Mosaicml-streaming

Latest version: v0.9.1

Safety actively analyzes 681866 Python packages for vulnerabilities to keep your Python projects secure.

Scan your dependencies

Page 5 of 5

0.2.0

Not secure
New Features

1. **Elastic world size deterministic shuffle**

Shuffled or not, StreamingDataset now collectively traverses the samples in identical order across all the devices, given a seed and a canonical number of nodes. **This ordering holds true even if you checkpoint and resume training of the same epoch on a different number of nodes.**

2. **Instant Mid-Epoch Resumption**

Waiting while your data loader spins to resume from where you left off can be costly! StreamingDataset now lets you resume immediately.

3. **NEW StreamingDataLoader**
A `StreamingDataLoader` is a drop-in replacement for your PyTorch `DataLoader` with a Mid-Epoch Resumption functionality where it resumes from where you left off without spinning the dataloader.

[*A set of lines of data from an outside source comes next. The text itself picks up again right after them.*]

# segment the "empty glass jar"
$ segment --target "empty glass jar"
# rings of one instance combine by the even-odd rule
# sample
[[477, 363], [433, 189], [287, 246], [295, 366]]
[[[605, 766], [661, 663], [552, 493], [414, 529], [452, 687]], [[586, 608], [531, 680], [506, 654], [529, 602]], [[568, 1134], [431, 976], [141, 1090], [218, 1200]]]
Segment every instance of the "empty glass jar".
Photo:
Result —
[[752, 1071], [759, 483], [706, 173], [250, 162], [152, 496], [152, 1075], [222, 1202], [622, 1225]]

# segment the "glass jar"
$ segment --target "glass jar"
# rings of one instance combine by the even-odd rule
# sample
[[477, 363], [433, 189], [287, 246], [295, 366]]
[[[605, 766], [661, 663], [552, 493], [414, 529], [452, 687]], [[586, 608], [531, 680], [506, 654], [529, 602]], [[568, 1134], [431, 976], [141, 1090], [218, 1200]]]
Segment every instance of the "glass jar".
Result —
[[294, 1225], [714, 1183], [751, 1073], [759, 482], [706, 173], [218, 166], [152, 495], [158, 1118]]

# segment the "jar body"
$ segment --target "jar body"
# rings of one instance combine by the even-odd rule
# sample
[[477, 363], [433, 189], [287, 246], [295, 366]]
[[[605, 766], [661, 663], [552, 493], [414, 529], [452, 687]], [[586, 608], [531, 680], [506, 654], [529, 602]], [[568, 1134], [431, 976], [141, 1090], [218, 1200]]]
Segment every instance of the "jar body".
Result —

4. **Support for Oracle Cloud Infrastructure (OCI) blob storage**

Streaming now supports OCI blob storage as a storage backend for streaming. One can pass the OCI blob storage as either `oci://<bucket_name><namespace>/<folder_name>/<filename>` or `oci://<bucket_name>/<folder_name>/<filename>` to a `StreamingDataset` class. For example:

bash
from streaming import StreamingDataset

remote = 'oci://<bucket><namespace>/<path>'
local = '/tmp/dataset/'

train_dataset = StreamingDataset(local=local, remote=remote, split='train')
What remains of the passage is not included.